I will not look at my phone or watch tv while eating dinner with others.
Yesterday I encouraged you to text people. Now I’m going tell you texting is terrible.
This doesn’t discount what we posted yesterday. Texting friends instead of browsing the Internet is a much better use of your phone. And I totally stand by it. However. In my opinion the increase of texting has done the most damage in killing true connections between people.
Hear me out. When I’m sitting with someone, whether it’s for a business meeting or hanging out with a friend, or catching up on the day with my wife, if one of our phones ring, we may glance at it, but if it’s not an emergency we won’t answer it. We recognize that if we answer the phone we are breaking a communication connection and quite frankly, it’s rather rude.
What’s different about texting?
Now let me ask you this. Why are texts different? How many times have you or the person you’re talking to, received a text message and instead of waiting to look at it, you read it (often without even acknowledging your sudden lack of attention to the person you’re talking to) and then you’ll say “hang on a sec” and start texting back.

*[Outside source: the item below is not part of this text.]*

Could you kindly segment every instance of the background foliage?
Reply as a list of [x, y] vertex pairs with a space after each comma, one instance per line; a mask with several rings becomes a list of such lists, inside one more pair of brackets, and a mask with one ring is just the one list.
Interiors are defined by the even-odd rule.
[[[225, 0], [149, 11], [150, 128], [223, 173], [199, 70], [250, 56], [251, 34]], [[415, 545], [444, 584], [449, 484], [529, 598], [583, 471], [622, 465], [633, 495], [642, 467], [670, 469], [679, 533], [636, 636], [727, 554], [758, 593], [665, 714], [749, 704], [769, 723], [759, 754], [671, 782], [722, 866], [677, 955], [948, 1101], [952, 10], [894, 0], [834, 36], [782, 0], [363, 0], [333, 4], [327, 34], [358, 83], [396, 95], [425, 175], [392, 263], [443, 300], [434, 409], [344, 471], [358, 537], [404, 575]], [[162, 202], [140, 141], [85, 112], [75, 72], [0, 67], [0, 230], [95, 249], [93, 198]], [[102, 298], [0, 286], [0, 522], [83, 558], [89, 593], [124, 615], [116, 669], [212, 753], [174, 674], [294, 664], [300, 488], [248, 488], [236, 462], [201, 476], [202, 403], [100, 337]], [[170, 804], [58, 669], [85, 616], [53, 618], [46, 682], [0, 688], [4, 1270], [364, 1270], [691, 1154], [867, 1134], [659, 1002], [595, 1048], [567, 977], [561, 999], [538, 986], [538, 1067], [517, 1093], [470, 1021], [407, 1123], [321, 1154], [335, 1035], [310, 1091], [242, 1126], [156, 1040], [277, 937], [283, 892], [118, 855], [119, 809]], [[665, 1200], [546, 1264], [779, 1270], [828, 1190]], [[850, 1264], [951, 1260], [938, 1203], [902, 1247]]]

Here is what you are saying to that person. And remember, communication is what is heard not what is said, so it doesn’t matter what your intent is. What you’re saying to them is “This text conversation I am having, is more important than the one I was having with you”. You wouldn’t say that out loud to their face, so why would you want to say that with your actions?
We do this in even worse ways when we sit at the dinner table watching netflix or something, essentially letting the people around know that we are most interested in entertaining ourselves and not in actually connecting with them.
What you’re missing out on.
We’ve been stressing quite a bit over the last week the need for community in the fight to change our habits, pornographic or otherwise, and this is a community killer. Every time you choose your phone conversations over a movie, you are not just training yourself to constantly turn to your phone for companionship, but are missing out on what could be really good moments with real life people right there!
In my family, my wife and I have started leaving our phones away from the table when it’s dinner time, or anytime we are eating as a family. We want our kids to learn that when you sit down with someone you are there to interact with them and not your phone.
Can you do this? Start leaving your phone on a counter away from the table, or even another room. Make the people you are with your priority.